I was in the water which was covered with oil which immediately started to cake on my head and body. There were Destroyers darting in and out picking up survivors. They couldn’t stop for long because they were afraid of Japanese submarines in the area. After I was picked up by a Destroyer I was put into a baggage locker below deck on the fantail of the ship along with others and the deck door dogged down which was because the ship was under battle conditions of alert. Each time the Destroyer would gun his engines the screws directly below us would really shake us up. They would go to 25 knots in a few seconds from standstill.
Towards night we were let out of the baggage locker and because we only had pants on, without any shirts, we were given blankets to wrap ourselves in to stand up beside the stacks on deck to get heat.
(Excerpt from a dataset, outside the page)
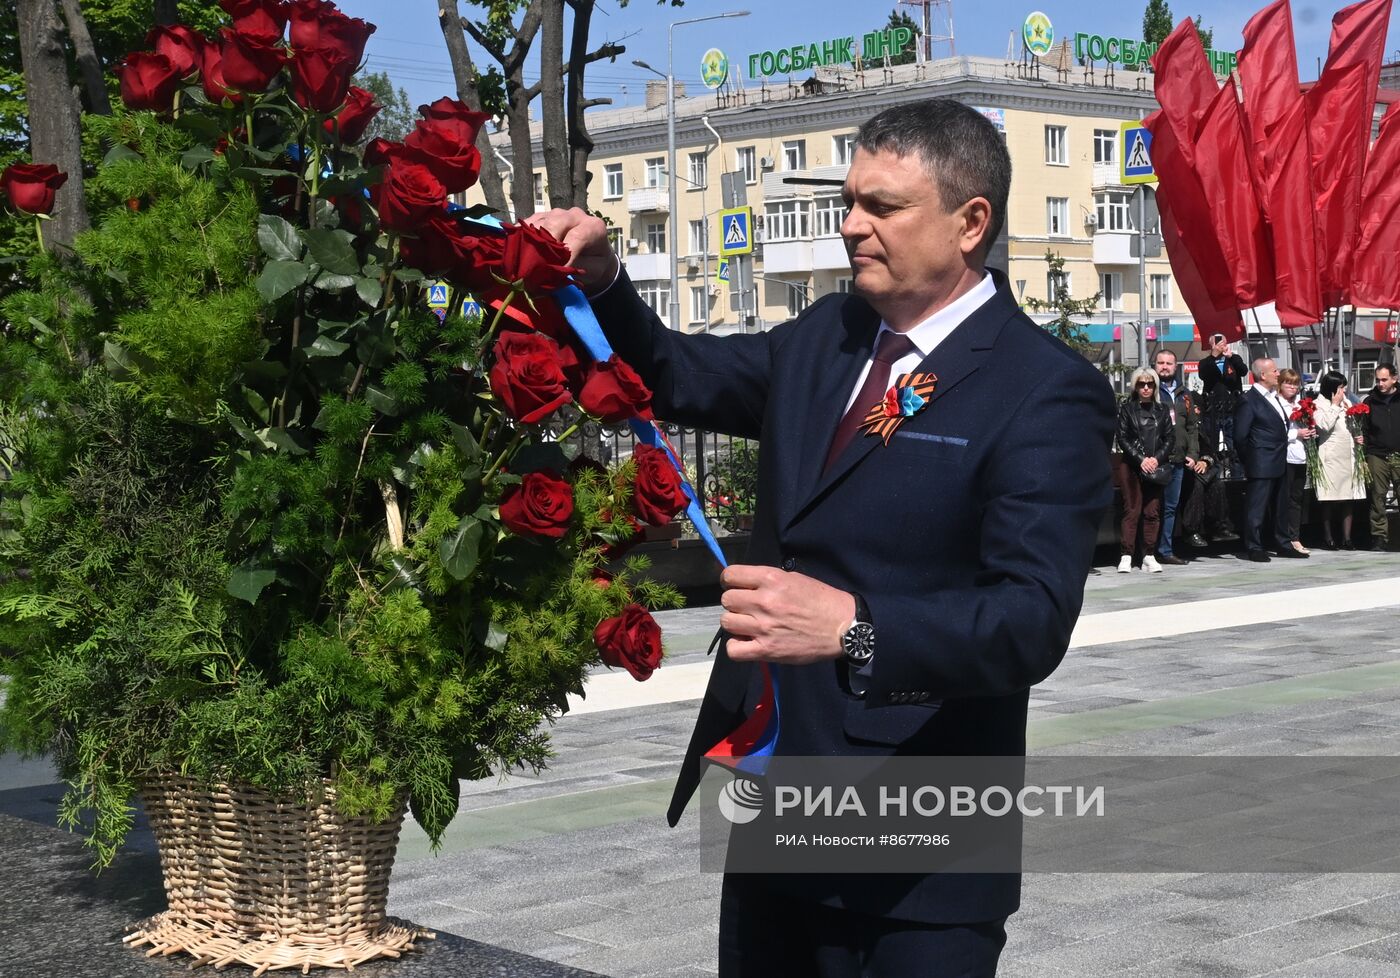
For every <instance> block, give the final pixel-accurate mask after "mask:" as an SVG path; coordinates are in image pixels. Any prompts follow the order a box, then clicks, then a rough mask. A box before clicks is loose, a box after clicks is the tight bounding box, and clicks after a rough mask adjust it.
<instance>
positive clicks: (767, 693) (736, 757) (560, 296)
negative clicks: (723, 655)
mask: <svg viewBox="0 0 1400 978" xmlns="http://www.w3.org/2000/svg"><path fill="white" fill-rule="evenodd" d="M469 220H470V222H472V224H476V225H484V227H486V228H494V229H501V225H500V222H498V221H496V220H494V218H491V217H477V218H469ZM553 295H554V299H556V301H557V302H559V309H560V312H561V313H563V316H564V322H567V323H568V326H570V329H573V330H574V336H577V337H578V341H580V343H582V344H584V347H585V348H587V350H588V353H589V355H592V357H594V360H599V361H605V360H608V358H609V357H612V355H613V348H612V344H610V343H608V337H606V336H603V330H602V326H599V325H598V316H596V315H595V313H594V308H592V306H591V305H589V304H588V298H587V297H585V295H584V292H582V290H580V288H578V287H577V285H564V287H563V288H559V290H554V294H553ZM505 311H507V315H511V313H514V315H515V316H517V318H519V319H521V320H522V322H525V323H526V325H529V323H528V318H525V316H524V315H522V313H519V312H518V311H517V309H514V308H511V306H507V309H505ZM627 425H629V427H630V428H631V431H633V434H634V435H636V437H637V441H640V442H643V444H644V445H650V446H652V448H659V449H661V451H664V452H665V453H666V458H668V459H671V465H672V466H675V470H676V473H678V474H679V476H680V488H682V490H683V491H685V494H686V499H687V501H689V502H687V504H686V516H687V518H689V519H690V523H692V526H694V529H696V533H699V534H700V539H701V540H703V541H704V544H706V547H708V548H710V553H711V554H714V558H715V560H717V561H720V567H728V561H727V560H725V558H724V551H722V550H720V543H718V540H715V539H714V532H713V530H711V529H710V522H708V520H707V519H706V518H704V508H703V505H701V502H700V497H699V494H697V492H696V490H694V487H693V486H692V484H690V480H689V479H686V472H685V469H683V467H682V465H680V459H679V456H678V455H676V451H675V448H672V445H671V442H669V441H668V439H666V435H665V432H662V431H661V427H659V425H658V424H657V423H655V421H650V420H645V418H629V420H627ZM759 674H760V676H762V679H763V693H762V695H760V697H759V702H757V704H756V705H755V708H753V712H752V714H749V716H748V719H745V721H743V723H741V725H739V726H738V728H736V729H735V730H734V733H731V735H728V736H727V737H724V739H722V740H721V742H720V743H717V744H715V746H714V747H711V749H710V750H707V751H706V758H708V760H711V761H714V763H717V764H724V765H725V767H729V768H735V770H738V771H743V772H746V774H753V775H762V774H763V772H764V771H766V770H767V763H769V758H770V757H771V756H773V751H774V747H776V746H777V740H778V683H777V677H776V676H774V674H773V670H771V669H770V667H769V663H766V662H760V663H759Z"/></svg>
Seems like we were given something to eat out of hand until about 9:00 or 10:00 am when we were transferred to a boatswains chair individually on a rope strung from the Destroyer to a Heavy Cruiser, the USS Astoria.
After we were aboard the Astoria we were allowed into the heads to take showers. We would dry off and take them over again trying to get the oil off our heads and hair. Hair came out by the handfuls. We were issued some clothing to wear until we got to Pearl Harbor where we were taken to, and put up into the hills on the Island where we were issued new toilet articles and other issue of clothing, but not allowed to leave camp for any reason. We later found out they put a skeleton crew back on the Yorktown so they could flood the compartments on the Starboard side of the ship to try to level the ship from the 35 degree list to Port and they were doing this OK. There were two Million Dollar tugs (new) came out form Pearl Harbor and they had the Yorktown under tow at about 2 knots when a Japanese submarine put a torpedo into the USS Harman and it set off its depth charges in their racks and it sunk in about a very short time. It also blew a hole in the USS Yorktown big enough to put a house into. Everything was stopped and the skeleton crew abandoned ship for the 2nd time. The USS Yorktown stayed afloat for at least 24 hours until it finally sank.